La construction et l’émancipation de l’individu se fondent non seulement sur la propriété sociale, mais avant tout sur la constante collaboration collective, sur la négociation interactive et sur la construction culturelle ; ce seraient là les moyens de se libérer des discriminations entraînées par l’émiettement des institutions sociales par l’effet de la marchandisation financière quand ce n’est pas par la destruction guerrière (Palestine, Irak, Afghanistan, etc.) ; ce seraient là les moyens de se réapproprier et de réinventer les réseaux sociaux.

Peut-on s’en contenter ? Le libéralisme économique et financier vide l’exercice démocratique de son sens. Si l’on veut bien tolérer une référence marxiste (elle aussi objet de tous les dénigrements), le dogme libéral a substitué à la valeur d’usage la valeur d’échange ; il a subordonné le politique à l’économique tout en provoquant la désaffection de la pensée sociale. Soustraite à la loi du profit, une économie sociale ne peut être que gérée par des instances de conception et de décision démocratiques, à réélaborer dans le sens de la coopérative et de l’autogestion ; cela implique, d’une part, de revisiter en anthropologue une conception de l’individu trop marquée par l’histoire de l’Occident, et, d’autre part, de tourner le dos en citoyen au modèle imposé par le capitalisme financier mondialisé. Ne l’oublions pas : la liberté de Johnny, c’est de faire de la moto aux États-Unis et de se soustraire à l’imposition en Suisse...

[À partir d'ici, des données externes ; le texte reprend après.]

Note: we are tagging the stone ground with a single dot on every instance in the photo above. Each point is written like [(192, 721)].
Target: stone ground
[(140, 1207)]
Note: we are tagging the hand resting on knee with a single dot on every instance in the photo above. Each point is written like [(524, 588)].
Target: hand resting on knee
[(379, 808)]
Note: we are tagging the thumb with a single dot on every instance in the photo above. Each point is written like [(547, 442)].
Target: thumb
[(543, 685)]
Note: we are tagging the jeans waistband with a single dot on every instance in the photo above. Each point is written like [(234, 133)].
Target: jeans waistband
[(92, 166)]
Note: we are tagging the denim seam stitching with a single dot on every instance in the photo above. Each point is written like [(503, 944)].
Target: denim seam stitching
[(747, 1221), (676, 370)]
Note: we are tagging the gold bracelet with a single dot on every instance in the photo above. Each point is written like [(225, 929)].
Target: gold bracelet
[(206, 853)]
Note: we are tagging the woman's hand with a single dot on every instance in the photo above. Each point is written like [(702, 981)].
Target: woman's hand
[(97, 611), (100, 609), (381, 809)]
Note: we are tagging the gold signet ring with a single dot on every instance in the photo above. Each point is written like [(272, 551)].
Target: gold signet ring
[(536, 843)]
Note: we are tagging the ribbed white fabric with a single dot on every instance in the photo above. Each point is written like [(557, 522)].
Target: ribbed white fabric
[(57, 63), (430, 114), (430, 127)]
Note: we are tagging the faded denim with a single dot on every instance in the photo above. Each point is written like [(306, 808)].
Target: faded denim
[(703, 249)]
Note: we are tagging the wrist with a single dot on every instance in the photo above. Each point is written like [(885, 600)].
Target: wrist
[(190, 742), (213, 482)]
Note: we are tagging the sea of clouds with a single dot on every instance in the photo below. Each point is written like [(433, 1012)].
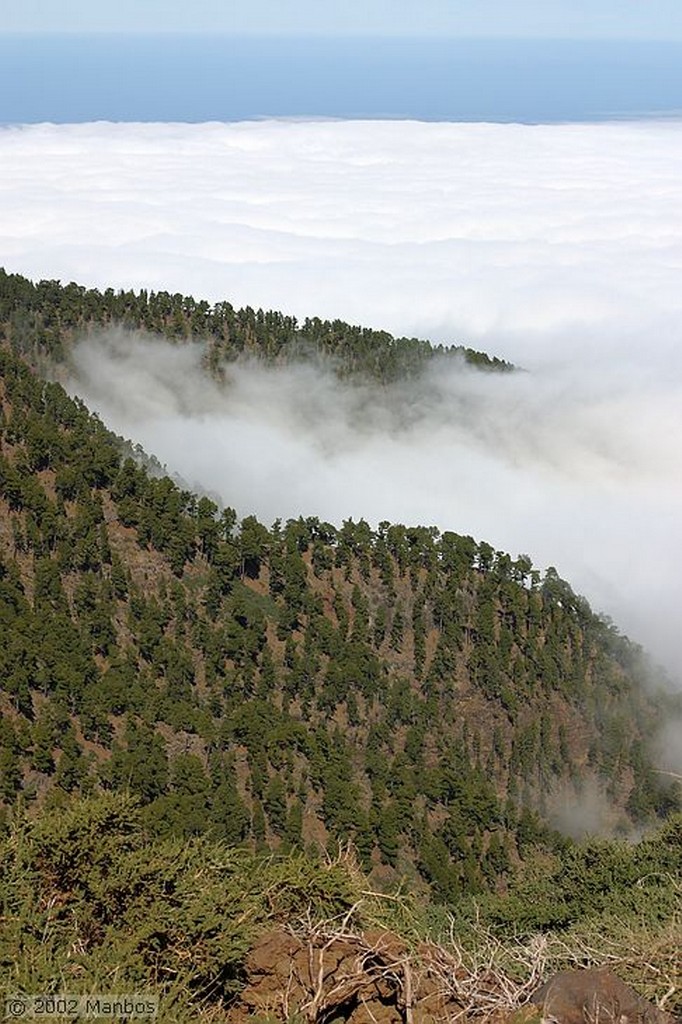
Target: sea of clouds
[(556, 247)]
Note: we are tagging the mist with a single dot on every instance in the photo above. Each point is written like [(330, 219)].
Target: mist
[(557, 247), (578, 470)]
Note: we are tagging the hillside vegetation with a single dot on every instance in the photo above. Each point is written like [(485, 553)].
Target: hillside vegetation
[(41, 322), (201, 717)]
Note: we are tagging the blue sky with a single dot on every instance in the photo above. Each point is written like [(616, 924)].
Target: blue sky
[(559, 18)]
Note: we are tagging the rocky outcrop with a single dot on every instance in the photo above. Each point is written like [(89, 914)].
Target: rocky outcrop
[(360, 980), (595, 996)]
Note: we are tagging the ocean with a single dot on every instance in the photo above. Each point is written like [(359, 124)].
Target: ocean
[(82, 78)]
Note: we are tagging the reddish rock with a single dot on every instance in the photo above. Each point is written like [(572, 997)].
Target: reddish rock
[(596, 996)]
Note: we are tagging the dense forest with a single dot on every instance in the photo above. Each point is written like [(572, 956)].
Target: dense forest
[(299, 688), (41, 321)]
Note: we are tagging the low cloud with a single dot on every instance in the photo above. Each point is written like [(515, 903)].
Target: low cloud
[(577, 470), (556, 247)]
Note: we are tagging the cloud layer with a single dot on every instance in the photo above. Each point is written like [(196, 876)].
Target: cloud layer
[(557, 247)]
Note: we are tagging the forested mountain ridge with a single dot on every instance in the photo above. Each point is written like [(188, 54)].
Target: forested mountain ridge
[(303, 685), (42, 321)]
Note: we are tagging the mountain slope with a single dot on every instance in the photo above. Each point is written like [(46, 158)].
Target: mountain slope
[(302, 685), (41, 321)]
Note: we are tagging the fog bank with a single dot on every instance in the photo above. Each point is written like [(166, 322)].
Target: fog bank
[(558, 247), (579, 470)]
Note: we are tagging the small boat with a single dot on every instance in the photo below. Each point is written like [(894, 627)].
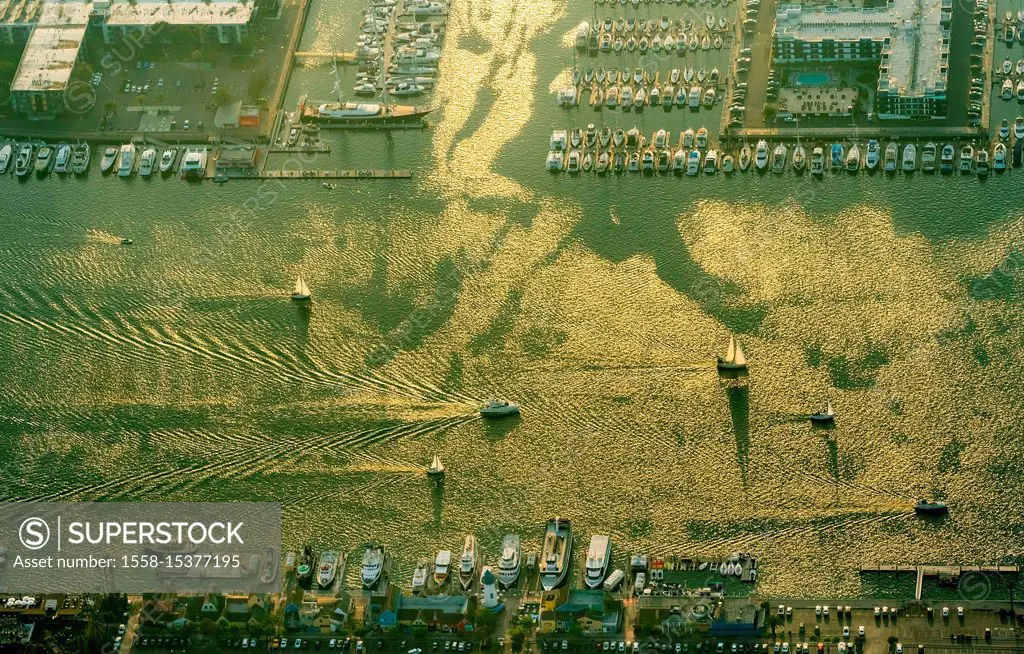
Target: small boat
[(799, 158), (889, 162), (499, 408), (62, 161), (301, 292), (761, 155), (817, 161), (167, 160), (930, 508), (107, 161), (826, 415), (420, 575), (999, 157), (853, 159), (909, 158), (6, 151), (442, 566), (436, 469), (510, 562), (967, 158), (467, 562), (778, 157), (734, 358)]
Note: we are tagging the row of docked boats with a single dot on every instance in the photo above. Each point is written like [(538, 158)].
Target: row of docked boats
[(678, 36), (42, 159)]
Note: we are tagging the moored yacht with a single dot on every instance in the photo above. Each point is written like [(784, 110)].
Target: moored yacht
[(556, 554), (510, 561), (909, 158), (761, 155), (442, 567), (327, 569), (467, 562), (598, 559), (373, 565)]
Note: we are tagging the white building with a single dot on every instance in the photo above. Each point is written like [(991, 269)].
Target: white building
[(909, 39)]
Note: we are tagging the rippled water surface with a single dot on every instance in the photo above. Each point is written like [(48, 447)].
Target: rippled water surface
[(177, 368)]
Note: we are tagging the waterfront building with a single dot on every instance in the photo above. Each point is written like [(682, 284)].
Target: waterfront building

Sans être un admirateur de la démocratie athénienne, réservée à une élite de citoyens aisés, l’helléniste ne peut s’empêcher pour conclure de citer le Périclès mis en scène par Thucydide (2, 60, 2 ; plutôt que Jacques Attali...) : « J’estime en effet quant à moi que la cité sert mieux les particuliers si elle se redresse dans son ensemble que si elle prospère en chacun de ses citoyens en chancelant collectivement. »

Tribune de Claude Calame, paru dans le journal Politis du 4 au 9 janvier 2008, n°983.

[1] Claude Calame est directeur d’études à l’École des hautes études en sciences sociales.